Guido Westerwelle wollte mit vier seiner Amtsvorgänger für die EU werben. Doch Joschka Fischer versetzt den Kollegen. Westerwelle habe die Kampagne für eigene Zwecke gekapert.

Die Idee war in diesen Euro-Krisenzeiten gar nicht so schlecht. Alle bundesdeutschen Außenminister von 1974 bis 2012 auf einem Bild, gemeinsam für das große Ziel Europa, unabhängig von der politischen Herkunft: Hans-Dietrich Genscher und Klaus Kinkel (beide FDP), Joschka Fischer (Grüne), Frank-Walter Steinmeier (SPD) und der amtierende Ressortchef Außenminister Guido Westerwelle (FDP) natürlich auch. Alle zusammen unter dem Motto: "Ich will Europa".

Schön wär's gewesen. Aber es wird nichts draus.

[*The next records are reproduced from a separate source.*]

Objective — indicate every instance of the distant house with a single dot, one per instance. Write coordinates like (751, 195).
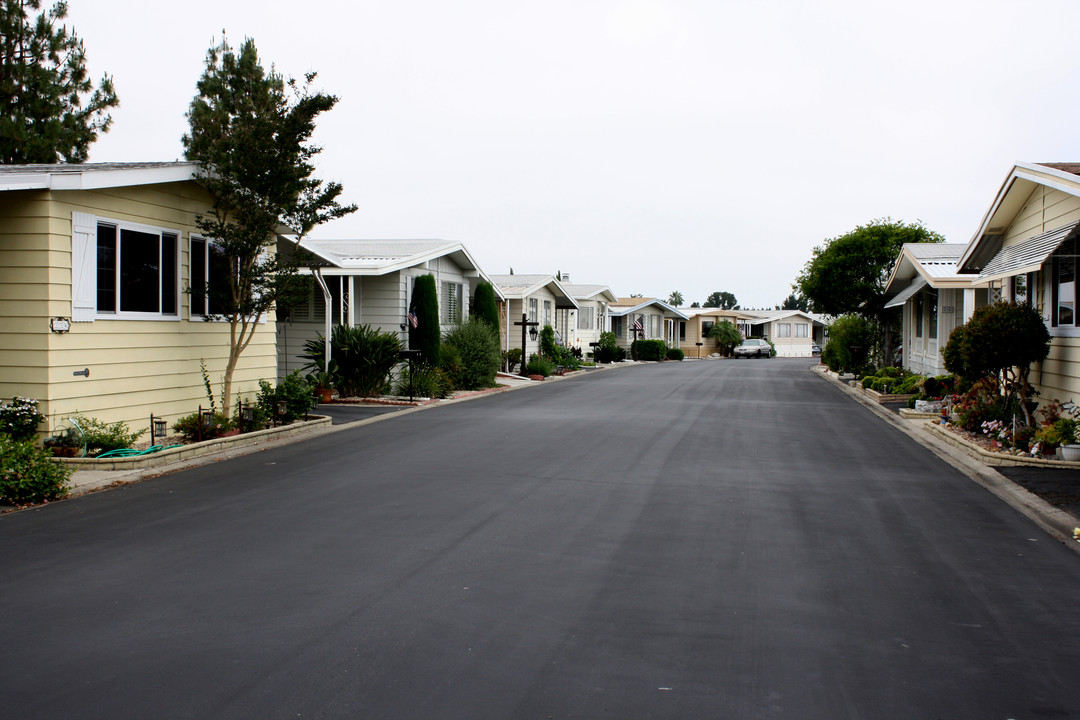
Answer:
(925, 283)
(696, 328)
(1026, 248)
(591, 317)
(542, 299)
(792, 331)
(656, 320)
(94, 317)
(369, 282)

Kaum dass die Idee von verschiedenen deutschen Stiftungen am Donnerstag bekannt wurde, ist sie schon wieder geplatzt. Gescheitert an der alten Rivalität zwischen Fischer und Westerwelle - zwei Männern, die sich noch nie leiden konnten. Nie wieder konnte jemand den Vornamen ("Guuiiiiido") des Intimfeindes so schön in die Länge ziehen wie der Grüne.

Mit der Initiative (Schirmherr: Bundespräsident Joachim Gauck) wollten die insgesamt elf Stiftungen - darunter die Stiftung Mercator und die Robert-Bosch-Stiftung - dem allgemeinen Verdruss über den Euro und Europa entgegen wirken, der auch die Bundesbürger erfasst hat. Der gemeinsame Fototermin dafür sollte diese Woche stattfinden. SPD-Fraktionschef Steinmeier sagte dann jedoch wegen des Todes seines Vaters kurzfristig ab.

"Dafür mangelt es mir an Glaubwürdigkeit"

Die bis dahin ziemlich diskret betriebenen Pläne wurden trotzdem bekannt. Als erste berichtete am Donnerstag die Tageszeitung "Die Welt" darüber. Im dazu gehörenden Leitartikel ("Staatspolitische Verantwortung geht vor Parteipolitik") gab es für Westerwelle, der gemeinsam mit neun anderen EU-Ministern derzeit auch an einem europapolitischen Grundsatzpapier bastelt, kräftig Lob.

Noch am selben Tag erklärte Vorvorgänger Fischer seinen Ausstieg - zunächst im Telefonat mit den Stiftungen, dann in der "Süddeutschen Zeitung". "Ursprünglich ist es um eine Kampagne für Europa gegangen, jetzt soll es eine Kampagne für Guido Westerwelle werden", klagte der Grüne, der sein Geld heute als Unternehmensberater verdient. "Dafür mangelt es mir an Glaubwürdigkeit."

Zugleich warf er Westerwelles Ministerbüro vor, die Initiative für sich "gekapert" zu haben. Mit Kritik am Nachfolger - nach diplomatischen Maßstäben eigentlich tabu - hatte sich Fischer schon länger nicht mehr zurückgehalten. Aus seiner Unzufriedenheit über die aktuelle deutsche Außenpolitik - von Libyen über Syrien bis Europa - macht er keinen Hehl. Westerwelle seinerseits klagt immer wieder, dass ihm rot-grüne Fehler von einst die Arbeit arg erschweren.

Bei den Stiftungen ist die Enttäuschung nun groß. "Wir bedauern das sehr", sagte eine Sprecherin. "Das Bild der fünf Außenminister wäre ein starkes Motiv gewesen." Die Pro-Europa-Initiative soll aber trotzdem starten - auch ohne Fototermin. Auf die Frage, ob man sich nun auch mit vier Außenministern zufriedengeben werde, hieß es bei den Stiftungen nur: "Müssen wir prüfen."